Alpha lipoic acid (ALA) is a sulphur-containing antioxidant, which occurs naturally, in small amounts, in such foods as spinach, broccoli, beef, yeast, kidney, and heart. alpha lipoic acid (ALA) is readily soluble in water and fat, enabling it to exert an antioxidant effect in almost any part of the body, including the brain. In the mitochondria, alpha lipoic acid (ALA) can act both as an antioxidant, capable of recycling other antioxidant nutrients such as vitamin C and vitamin E, and as a coenzyme for key metabolic enzymes involved in energy production. In addition to its role as an antioxidant, alpha lipoic acid (ALA) also raises the levels within cells of a substance called glutathione, which is critical for neural function, and aids in glycolysis, the first stages of breaking down carbohydrates for energy.

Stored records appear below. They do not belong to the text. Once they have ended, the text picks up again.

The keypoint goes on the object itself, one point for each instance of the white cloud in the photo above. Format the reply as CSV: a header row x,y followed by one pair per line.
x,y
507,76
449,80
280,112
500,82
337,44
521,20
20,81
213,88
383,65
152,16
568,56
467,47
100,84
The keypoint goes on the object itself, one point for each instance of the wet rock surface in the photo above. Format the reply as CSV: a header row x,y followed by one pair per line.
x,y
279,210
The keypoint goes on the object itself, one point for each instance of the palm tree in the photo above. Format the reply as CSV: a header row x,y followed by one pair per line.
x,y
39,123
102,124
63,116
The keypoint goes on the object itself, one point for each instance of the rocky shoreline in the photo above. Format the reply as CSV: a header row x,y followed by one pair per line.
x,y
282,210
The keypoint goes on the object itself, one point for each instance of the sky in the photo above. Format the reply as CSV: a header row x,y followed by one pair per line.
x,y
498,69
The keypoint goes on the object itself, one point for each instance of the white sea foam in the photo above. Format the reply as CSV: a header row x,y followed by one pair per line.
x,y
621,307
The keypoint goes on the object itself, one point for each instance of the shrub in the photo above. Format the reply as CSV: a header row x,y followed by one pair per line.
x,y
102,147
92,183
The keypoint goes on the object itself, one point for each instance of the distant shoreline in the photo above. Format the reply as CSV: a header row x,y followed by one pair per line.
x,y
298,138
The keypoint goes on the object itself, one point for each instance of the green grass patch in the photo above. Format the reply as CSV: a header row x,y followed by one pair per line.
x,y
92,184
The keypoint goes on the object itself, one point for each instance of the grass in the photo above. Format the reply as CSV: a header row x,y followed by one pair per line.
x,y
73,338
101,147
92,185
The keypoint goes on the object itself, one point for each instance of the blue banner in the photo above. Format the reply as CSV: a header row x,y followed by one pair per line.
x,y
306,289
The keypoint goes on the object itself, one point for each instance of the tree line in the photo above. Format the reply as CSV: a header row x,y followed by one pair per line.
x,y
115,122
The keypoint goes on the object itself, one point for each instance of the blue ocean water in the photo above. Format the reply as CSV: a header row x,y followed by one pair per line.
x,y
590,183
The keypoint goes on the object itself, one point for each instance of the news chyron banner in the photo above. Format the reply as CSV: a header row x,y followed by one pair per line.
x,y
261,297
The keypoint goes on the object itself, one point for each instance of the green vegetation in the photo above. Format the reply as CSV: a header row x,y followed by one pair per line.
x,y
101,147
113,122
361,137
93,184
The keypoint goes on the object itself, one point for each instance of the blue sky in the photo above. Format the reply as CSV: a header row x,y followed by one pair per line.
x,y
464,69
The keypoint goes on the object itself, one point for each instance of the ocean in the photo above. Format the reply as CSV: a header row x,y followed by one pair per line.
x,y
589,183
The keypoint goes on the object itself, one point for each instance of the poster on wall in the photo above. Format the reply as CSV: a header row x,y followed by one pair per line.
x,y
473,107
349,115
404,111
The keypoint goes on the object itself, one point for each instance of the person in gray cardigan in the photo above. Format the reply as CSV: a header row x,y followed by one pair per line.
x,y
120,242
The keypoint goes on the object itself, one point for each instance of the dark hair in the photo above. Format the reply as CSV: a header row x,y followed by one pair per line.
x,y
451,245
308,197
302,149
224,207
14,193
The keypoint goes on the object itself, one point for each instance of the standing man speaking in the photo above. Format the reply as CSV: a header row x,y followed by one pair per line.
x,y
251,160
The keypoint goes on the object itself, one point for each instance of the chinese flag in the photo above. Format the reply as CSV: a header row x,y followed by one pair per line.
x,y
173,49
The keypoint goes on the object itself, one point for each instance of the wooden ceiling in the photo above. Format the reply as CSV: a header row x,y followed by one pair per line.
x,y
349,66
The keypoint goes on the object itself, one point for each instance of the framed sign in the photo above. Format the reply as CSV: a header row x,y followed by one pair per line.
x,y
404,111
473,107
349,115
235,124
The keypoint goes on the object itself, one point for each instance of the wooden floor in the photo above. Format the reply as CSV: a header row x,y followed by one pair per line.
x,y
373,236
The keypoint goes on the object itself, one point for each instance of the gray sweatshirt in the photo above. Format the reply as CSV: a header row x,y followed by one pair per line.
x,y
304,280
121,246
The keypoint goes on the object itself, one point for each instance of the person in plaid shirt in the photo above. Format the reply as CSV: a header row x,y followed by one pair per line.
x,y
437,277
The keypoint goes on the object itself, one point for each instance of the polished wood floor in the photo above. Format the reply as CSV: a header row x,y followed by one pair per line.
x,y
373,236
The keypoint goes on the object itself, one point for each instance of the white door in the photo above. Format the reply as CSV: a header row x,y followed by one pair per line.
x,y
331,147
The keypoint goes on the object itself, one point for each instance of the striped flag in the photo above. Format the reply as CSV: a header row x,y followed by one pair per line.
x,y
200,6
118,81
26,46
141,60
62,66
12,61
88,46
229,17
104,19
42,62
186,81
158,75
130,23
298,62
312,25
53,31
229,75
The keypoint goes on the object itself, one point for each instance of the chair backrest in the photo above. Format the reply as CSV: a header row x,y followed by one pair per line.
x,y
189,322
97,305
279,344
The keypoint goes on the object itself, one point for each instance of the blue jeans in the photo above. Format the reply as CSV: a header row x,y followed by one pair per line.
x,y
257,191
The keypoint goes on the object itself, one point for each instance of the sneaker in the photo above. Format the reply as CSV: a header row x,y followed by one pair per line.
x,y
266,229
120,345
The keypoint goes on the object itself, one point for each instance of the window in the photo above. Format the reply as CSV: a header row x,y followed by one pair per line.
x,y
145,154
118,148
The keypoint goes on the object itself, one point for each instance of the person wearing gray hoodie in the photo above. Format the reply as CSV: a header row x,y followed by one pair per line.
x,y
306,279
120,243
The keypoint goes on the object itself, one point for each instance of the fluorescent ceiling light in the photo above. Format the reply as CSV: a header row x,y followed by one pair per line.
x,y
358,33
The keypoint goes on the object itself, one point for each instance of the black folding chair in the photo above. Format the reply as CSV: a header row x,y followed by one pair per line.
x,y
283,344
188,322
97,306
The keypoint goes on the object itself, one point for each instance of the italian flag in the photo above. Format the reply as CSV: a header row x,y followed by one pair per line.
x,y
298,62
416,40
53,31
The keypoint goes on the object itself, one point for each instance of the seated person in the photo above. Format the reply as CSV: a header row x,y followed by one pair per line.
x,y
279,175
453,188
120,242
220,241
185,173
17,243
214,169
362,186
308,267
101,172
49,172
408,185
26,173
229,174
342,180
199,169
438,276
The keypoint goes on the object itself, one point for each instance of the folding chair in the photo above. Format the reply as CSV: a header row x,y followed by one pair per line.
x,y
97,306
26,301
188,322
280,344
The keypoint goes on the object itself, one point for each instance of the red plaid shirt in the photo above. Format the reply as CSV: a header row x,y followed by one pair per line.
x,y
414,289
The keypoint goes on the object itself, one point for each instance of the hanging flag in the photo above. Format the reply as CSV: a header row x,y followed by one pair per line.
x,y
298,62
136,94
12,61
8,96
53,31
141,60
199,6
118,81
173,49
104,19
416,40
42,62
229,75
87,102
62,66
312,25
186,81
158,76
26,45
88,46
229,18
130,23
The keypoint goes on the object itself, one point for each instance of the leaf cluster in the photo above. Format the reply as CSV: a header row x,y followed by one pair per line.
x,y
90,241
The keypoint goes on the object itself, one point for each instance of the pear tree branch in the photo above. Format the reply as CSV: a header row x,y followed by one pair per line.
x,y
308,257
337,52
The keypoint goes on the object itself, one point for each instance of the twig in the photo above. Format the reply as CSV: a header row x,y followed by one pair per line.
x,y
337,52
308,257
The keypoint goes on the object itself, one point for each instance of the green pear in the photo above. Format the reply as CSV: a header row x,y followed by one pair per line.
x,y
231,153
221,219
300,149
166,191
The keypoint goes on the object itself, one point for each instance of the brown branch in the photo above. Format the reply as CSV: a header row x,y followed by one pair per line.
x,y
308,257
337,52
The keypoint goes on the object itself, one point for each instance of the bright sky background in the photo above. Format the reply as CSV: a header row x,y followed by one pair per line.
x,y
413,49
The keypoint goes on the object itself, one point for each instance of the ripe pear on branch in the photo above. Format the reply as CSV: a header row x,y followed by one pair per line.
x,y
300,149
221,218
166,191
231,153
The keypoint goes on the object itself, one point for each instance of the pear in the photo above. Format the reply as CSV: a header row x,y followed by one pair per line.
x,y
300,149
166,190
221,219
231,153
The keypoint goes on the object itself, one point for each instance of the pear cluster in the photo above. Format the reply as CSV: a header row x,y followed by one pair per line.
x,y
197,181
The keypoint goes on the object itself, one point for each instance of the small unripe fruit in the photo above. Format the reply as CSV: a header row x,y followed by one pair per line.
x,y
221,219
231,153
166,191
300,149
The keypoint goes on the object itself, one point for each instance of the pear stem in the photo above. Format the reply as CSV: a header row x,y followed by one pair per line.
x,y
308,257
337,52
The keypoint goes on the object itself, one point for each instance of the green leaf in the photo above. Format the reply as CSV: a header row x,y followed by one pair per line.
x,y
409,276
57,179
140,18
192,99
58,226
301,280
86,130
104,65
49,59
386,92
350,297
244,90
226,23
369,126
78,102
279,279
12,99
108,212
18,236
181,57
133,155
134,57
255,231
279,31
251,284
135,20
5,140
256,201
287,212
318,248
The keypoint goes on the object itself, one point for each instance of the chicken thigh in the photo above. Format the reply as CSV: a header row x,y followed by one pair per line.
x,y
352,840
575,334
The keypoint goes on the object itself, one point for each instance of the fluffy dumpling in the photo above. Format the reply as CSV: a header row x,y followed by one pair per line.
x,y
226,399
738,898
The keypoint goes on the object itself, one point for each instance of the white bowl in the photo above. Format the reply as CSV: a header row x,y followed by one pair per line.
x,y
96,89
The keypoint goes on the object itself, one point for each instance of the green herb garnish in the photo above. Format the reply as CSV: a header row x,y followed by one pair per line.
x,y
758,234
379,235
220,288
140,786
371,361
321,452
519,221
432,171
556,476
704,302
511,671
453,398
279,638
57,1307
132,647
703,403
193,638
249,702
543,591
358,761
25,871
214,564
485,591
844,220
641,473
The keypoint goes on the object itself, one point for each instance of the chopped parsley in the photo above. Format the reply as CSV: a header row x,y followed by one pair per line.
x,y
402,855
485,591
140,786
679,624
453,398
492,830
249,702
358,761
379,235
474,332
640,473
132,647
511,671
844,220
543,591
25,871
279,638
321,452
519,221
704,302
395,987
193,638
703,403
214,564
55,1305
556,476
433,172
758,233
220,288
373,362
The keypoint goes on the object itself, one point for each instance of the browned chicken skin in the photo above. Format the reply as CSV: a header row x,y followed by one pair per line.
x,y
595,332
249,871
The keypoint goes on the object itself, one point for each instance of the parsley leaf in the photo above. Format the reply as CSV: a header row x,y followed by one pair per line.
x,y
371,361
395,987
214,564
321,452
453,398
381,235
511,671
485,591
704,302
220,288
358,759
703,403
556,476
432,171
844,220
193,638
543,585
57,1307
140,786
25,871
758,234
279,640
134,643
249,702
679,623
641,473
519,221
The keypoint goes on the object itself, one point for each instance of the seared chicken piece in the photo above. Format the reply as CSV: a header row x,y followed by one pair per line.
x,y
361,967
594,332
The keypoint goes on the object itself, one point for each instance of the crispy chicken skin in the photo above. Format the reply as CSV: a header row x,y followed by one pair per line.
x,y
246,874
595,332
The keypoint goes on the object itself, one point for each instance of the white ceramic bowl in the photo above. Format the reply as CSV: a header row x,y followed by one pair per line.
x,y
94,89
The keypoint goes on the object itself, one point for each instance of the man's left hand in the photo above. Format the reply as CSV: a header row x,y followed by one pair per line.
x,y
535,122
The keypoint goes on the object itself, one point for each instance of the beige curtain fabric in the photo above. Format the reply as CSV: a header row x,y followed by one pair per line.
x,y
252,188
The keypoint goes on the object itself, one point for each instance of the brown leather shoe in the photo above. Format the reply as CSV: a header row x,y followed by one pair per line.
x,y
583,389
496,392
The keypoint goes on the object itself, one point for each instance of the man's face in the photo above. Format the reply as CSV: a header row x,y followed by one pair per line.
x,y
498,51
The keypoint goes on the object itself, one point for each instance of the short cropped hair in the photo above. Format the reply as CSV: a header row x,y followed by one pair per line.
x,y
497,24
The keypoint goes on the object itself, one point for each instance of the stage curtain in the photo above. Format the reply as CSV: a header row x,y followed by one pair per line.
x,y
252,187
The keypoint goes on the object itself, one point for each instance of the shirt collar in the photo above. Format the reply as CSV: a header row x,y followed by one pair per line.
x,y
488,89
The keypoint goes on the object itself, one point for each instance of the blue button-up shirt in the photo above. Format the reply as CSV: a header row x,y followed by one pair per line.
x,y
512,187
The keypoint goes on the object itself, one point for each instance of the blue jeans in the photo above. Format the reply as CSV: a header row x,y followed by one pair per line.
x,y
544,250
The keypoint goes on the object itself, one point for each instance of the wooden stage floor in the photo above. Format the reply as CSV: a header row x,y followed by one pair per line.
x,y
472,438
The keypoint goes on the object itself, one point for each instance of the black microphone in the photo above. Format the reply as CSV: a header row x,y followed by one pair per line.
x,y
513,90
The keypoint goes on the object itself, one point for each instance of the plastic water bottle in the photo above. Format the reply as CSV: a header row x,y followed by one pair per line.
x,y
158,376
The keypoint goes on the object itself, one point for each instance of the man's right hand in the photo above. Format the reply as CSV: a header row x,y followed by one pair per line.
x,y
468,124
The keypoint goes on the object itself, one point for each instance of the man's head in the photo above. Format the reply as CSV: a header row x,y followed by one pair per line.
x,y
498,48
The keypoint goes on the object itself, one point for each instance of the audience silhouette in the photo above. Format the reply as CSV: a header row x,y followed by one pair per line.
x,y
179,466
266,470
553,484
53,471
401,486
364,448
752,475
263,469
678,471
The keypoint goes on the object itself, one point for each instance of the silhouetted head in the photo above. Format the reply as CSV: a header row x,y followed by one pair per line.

The initial excitement about ALC/alpha lipoic acid (ALA) supplementation began when a team of researchers in California fed elderly rats both nutrients for a period of seven weeks and then compared them with young rats. They were testing the theory that mitochondrial decline is caused by free radical damage (see panel opposite). There was already evidence that supplementation with acetyl L-carnitine (ALC) could reverse the age-related decline in mitochondrial activity in rats, increase fatty acid oxidation and boost general metabolic activity. However the down side to this increased mitochondrial function was that more oxidative damage occurred, so the researchers decided to add the powerful mitochondrial antioxidant alpha lipoic acid (ALA) to the mix to see if they could get the best of both worlds: increased mitochondrial energy output, with reduced mitochondrial damage.